Sur l’interprétation administrative de la loi fiscale :
Aux termes de l’article L. 80 A du livre des procédures fiscales, dans sa rédaction applicable au litige : « Il ne sera procédé à aucun rehaussement d’impositions antérieures si la cause du rehaussement poursuivi par l’administration est un différend sur l’interprétation par le redevable de bonne foi du texte fiscal et s’il est démontré que l’interprétation sur laquelle est fondée la première décision a été, à l’époque, formellement admise par l’administration. / Lorsque le redevable a appliqué un texte fiscal selon l’interprétation que l’administration avait fait connaître par ses instructions ou circulaires publiées et qu’elle n’avait pas rapportée à la date des opérations en cause, elle ne peut poursuivre aucun rehaussement en soutenant une interprétation différente.
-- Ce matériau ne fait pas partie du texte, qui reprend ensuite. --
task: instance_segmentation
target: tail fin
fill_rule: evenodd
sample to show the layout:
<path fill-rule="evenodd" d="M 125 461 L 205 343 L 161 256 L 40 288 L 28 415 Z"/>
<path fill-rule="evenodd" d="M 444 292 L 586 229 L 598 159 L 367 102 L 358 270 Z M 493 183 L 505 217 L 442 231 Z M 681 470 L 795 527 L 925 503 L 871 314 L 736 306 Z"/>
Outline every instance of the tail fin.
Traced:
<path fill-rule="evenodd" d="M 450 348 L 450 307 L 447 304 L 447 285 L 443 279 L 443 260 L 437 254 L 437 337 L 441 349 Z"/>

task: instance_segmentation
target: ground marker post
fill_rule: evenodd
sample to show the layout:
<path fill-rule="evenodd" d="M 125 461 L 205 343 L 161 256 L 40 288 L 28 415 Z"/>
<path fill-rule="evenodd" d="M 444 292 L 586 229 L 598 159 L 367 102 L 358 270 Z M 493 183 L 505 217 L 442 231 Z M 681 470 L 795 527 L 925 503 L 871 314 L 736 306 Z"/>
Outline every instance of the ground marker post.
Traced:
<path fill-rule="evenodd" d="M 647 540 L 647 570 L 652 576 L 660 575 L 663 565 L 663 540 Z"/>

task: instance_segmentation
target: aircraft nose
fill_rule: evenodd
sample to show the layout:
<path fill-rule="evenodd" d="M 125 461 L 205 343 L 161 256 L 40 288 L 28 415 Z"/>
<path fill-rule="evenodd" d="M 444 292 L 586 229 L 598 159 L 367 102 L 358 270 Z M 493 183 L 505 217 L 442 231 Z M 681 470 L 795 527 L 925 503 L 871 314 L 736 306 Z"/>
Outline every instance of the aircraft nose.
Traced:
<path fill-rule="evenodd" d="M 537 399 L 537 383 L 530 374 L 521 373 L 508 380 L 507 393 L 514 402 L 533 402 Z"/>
Sont également opposables à l’administration, dans les mêmes conditions, les instructions ou circulaires publiées relatives au recouvrement de l’impôt et aux pénalités fiscales ».
La garantie prévue par l’article L. 80 A du livre des procédures fiscales ne peut être invoquée que pour contester le rehaussement d’une imposition. Le refus de l’administration de faire droit à la demande de la société requérante tendant au bénéfice d’un crédit d’impôt en faveur des métiers d’art ne résulte pas du rehaussement d’une imposition. La société requérante n’est donc, et en tout état de cause dès lors que la doctrine ne comporte pas une interprétation différente de la loi que celle dont il est fait application dans le présent jugement, pas fondée à se prévaloir des conditions d’éligibilité au crédit d’impôt en faveur des métiers d’art prévues par les commentaires administratifs publiés au bulletin officiel des finances publiques sous la référence BOI-BIC-RICI-10-100 n° 20 du 24 mars 2021.
Il résulte de ce qui précède que les conclusions présentées par la SARL Esprit Intérieur doivent être rejetées, y compris, par voie de conséquence, les conclusions présentées sur le fondement des articles R. 761-1 et L. 761-1 du code de justice administrative.
D E C I D E :
La requête de la SARL Esprit Intérieur est rejetée.
Le présent jugement sera notifié à la société à responsabilité limitée Esprit Intérieur et au directeur régional des finances publiques de la région Grand Est et du département du Bas-Rhin.
Délibéré après l’audience du 12 janvier 2026, à laquelle siégeaient :
- M. Jean-Baptiste Sibileau, président de chambre,
- M. Mohammed Bouzar, premier conseiller,
- Mme Sarah Fuchs Uhl, conseillère.
Rendu public par mise à disposition au greffe, le 20 mars 2026.
La rapporteure,
S. Fuchs Uhl
Le président,
J.-B. Sibileau
Le greffier,
S. Pillet
La République mande et ordonne au ministre de l’économie, des finances et de la souveraineté industrielle, énergétique et numérique en ce qui le concerne ou à tous commissaires de justice à ce requis en ce qui concerne les voies de droit commun contre les parties privées, de pourvoir à l’exécution de la présente décision.